Susanna continues: “Ive been taught, as a social scientist, that you look at behavior, or evidence of various sorts, and ponder about it until you come up with an explanation. Then you devise a test to see if your explanation fits.” I doubt whether this is true even of the social sciences — von Mises and the Austrian economists, for example, argued that economics was deductive — but physical science assuredly does not work this way. It was not pondering the facts that brought Copernicus to advocate heliocentricity. Copernicus’s model, before Kepler, actually fit the facts worse than the Ptolemaic model. But it ditched all the secondary and tertiary epicycles. It was simpler. I don’t know exactly how Descartes arrived at the central insight of mechanics, that a body in motion remains in motion unless acted on by an external force; but it was not by “looking at behavior.” Aristotle, on the other hand, watched horses pull carts, and concluded that constant velocity requires a constant force, which is plausible, intuitive, and false.

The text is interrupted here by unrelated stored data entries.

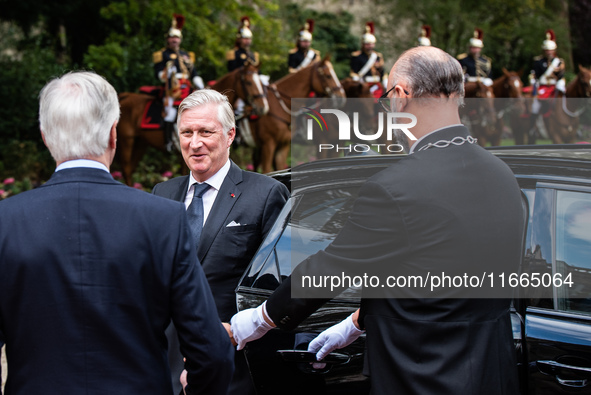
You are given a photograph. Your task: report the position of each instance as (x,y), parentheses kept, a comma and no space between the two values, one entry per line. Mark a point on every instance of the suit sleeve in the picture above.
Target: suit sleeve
(276,200)
(203,340)
(374,233)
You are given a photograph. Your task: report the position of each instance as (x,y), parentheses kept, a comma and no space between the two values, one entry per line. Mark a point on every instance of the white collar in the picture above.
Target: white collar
(216,180)
(430,133)
(70,164)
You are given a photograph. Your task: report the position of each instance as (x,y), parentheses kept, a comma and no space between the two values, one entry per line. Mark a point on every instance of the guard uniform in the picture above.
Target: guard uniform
(237,56)
(476,67)
(184,63)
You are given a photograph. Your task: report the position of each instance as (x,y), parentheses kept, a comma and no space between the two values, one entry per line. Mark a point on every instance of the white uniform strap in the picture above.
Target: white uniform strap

But if Susanna likes tests, I propose that she devise one for the validity of intelligent design. What evidence would persuade her that intelligent design is false? I won’t presume to answer for her, but if I advocated intelligent design, my answer, I think the only consistent answer, would be, “No evidence.” For nothing, in principle, is incompatible with the miraculous. And a theory that can accommodate any evidence is not a scientific theory.

(Update: Susanna points out that she has a further post on the subject and accuses me — but very nicely! — of “piling on.” It might look that way, although I hadn’t read the Charles Murtaugh post on which I was supposed to be piling, and I certainly griped about the testability of ID and the all-inclusiveness of God theories, just as Razib did. But the bit about forming scientific hypotheses — that was mine, all mine, dammit!)